Chapter 1: The Forest Remembers
The first howl of the night came not from the pack, but from deep within the forest — wild, unfamiliar, laced with a longing that set every hair on Elara’s neck on edge.
She stood at the tree line, barefoot in the dirt, arms folded tightly over her chest. Around her, pack members gathered in loose clusters, exchanging murmurs about the delayed shift. The full moon was already cresting the horizon, fat and heavy, but the usual flood of energy hadn’t yet surged through their veins.
“Elara,” came a voice behind her — low, commanding.
She turned and met Alpha Kael’s eyes. His presence radiated heat, authority, and something else she couldn’t place. Worry, maybe.
“You feel it too,” she said, not bothering with pretense.
Kael nodded. “Something is... off. The moon feels wrong.”
“It’s late,” she said quietly.
“No,” he replied, voice tight. “It’s watching.”
A silence passed between them, heavy with unspoken meaning.
Elara looked away, back toward the woods. That was where she’d been found — twelve years ago, half-feral, bleeding, a crescent-shaped scar still fresh on her shoulder blade. No memory of who she was. No family. Just the whisper of a woman’s voice, saying her name, over and over, like a prayer.

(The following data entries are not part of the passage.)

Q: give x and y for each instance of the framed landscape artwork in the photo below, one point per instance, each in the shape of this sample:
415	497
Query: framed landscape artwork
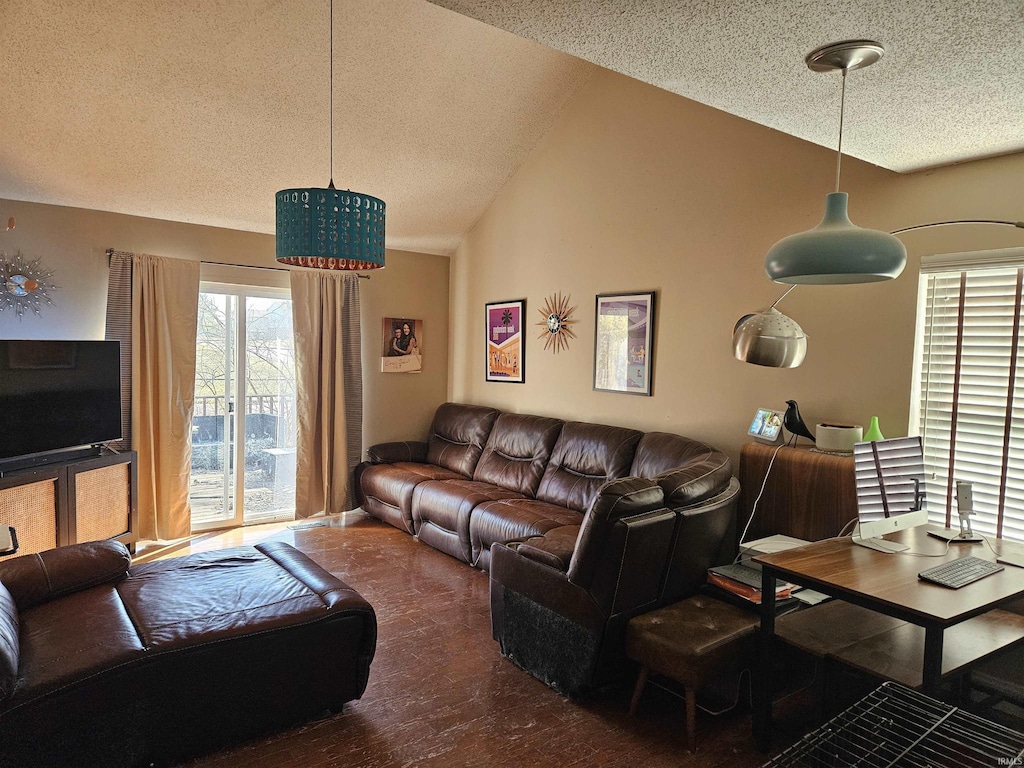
506	353
624	352
401	349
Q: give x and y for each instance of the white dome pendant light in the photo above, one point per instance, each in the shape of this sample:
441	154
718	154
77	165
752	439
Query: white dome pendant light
838	251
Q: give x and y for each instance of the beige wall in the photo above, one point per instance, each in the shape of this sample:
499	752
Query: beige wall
636	188
73	243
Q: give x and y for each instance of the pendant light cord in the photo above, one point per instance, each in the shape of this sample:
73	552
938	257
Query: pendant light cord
331	186
839	152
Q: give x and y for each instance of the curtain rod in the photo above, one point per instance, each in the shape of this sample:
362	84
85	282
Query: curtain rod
110	253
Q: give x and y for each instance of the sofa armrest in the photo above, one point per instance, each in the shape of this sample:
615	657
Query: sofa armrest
407	451
46	576
695	481
555	548
613	501
706	536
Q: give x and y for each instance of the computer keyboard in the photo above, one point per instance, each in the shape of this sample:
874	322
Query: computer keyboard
957	572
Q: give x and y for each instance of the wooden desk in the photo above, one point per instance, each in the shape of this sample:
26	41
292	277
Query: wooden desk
888	584
808	495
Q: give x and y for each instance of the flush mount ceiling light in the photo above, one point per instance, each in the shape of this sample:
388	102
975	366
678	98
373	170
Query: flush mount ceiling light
330	228
838	251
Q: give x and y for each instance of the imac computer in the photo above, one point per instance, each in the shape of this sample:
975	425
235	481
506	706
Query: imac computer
890	477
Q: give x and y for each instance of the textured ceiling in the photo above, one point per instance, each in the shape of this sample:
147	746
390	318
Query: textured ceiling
950	87
200	111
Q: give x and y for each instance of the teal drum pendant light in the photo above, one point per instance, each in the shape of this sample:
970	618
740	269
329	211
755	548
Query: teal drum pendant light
330	228
837	251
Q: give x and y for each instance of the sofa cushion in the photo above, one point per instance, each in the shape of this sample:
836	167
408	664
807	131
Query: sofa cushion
387	489
458	435
68	640
441	512
514	520
9	645
216	596
688	471
586	457
517	452
55	572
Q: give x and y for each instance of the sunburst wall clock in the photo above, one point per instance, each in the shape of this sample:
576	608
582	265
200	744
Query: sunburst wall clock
24	285
557	317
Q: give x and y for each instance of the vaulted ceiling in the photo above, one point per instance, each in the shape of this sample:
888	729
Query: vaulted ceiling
200	111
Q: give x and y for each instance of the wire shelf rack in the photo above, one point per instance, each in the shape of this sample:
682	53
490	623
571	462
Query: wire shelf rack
898	727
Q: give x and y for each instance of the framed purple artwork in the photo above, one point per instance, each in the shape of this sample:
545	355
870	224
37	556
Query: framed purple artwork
506	353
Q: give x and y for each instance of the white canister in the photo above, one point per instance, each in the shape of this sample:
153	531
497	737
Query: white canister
838	437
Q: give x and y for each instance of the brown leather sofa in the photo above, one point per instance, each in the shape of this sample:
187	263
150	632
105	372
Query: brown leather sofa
581	525
104	664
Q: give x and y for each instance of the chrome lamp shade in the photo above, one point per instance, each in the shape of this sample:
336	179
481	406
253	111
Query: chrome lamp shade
836	252
330	229
769	338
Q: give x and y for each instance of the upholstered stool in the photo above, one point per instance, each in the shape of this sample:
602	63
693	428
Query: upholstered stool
690	642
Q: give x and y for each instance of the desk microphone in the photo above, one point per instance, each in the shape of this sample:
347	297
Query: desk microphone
965	508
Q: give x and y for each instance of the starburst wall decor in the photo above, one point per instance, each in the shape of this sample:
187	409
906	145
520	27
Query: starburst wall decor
557	317
24	285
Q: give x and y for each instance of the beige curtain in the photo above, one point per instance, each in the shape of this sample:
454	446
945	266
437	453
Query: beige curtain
119	329
329	389
165	310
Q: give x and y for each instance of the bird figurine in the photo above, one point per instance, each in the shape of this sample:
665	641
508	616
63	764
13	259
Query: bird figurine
795	424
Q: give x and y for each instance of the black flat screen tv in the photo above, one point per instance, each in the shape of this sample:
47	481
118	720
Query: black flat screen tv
57	394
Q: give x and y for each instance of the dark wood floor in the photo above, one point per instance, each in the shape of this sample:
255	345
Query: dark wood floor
440	692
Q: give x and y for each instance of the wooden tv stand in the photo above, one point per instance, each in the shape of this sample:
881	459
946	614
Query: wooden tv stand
71	501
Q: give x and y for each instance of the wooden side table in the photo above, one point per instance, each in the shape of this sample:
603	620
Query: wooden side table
809	495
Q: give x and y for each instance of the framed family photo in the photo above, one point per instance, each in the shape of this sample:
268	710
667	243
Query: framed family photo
624	351
401	349
506	353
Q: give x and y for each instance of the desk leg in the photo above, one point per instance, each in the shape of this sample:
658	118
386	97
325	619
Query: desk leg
932	674
763	673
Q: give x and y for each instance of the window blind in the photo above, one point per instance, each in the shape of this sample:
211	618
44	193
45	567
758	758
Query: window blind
969	389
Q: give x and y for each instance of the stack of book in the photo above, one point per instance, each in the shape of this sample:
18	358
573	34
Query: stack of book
744	582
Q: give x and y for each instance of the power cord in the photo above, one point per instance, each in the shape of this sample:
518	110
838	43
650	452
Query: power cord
754	507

“Elara, you’re trembling,” Kael said.
She hadn’t realized it, but her limbs were shaking. Not from cold. From the same itch that always preceded her transformation — only now, it burned like fire under her skin. The mark on her back throbbed, slow and rhythmic, as if echoing a drumbeat only she could hear.
The air shifted.
One of the younger wolves — Lukas — suddenly collapsed to the ground, panting, clutching his sides as his body buckled. But he didn’t shift. None of them did. One by one, the pack dropped to their knees, writhing in confusion, pain blooming across their expressions.
Except Elara.
She stood tall as the moonlight bathed her in red.
Kael took a step toward her, eyes wide. “You’re not affected.”
“No,” she said slowly, voice barely hers. “I think I’m the reason this is happening.”
The forest howled again — closer this time.
Elara turned toward the sound, heart thudding.
Something — someone — was calling her.
“Stay with the pack,” Kael ordered. “Whatever’s out there—”
But she was already moving, drawn like a tide pulled by the moon.
Behind her, Kael cursed and shifted — bones cracking, fur bursting from skin — but by the time his wolf form hit the forest floor, Elara had vanished into the trees.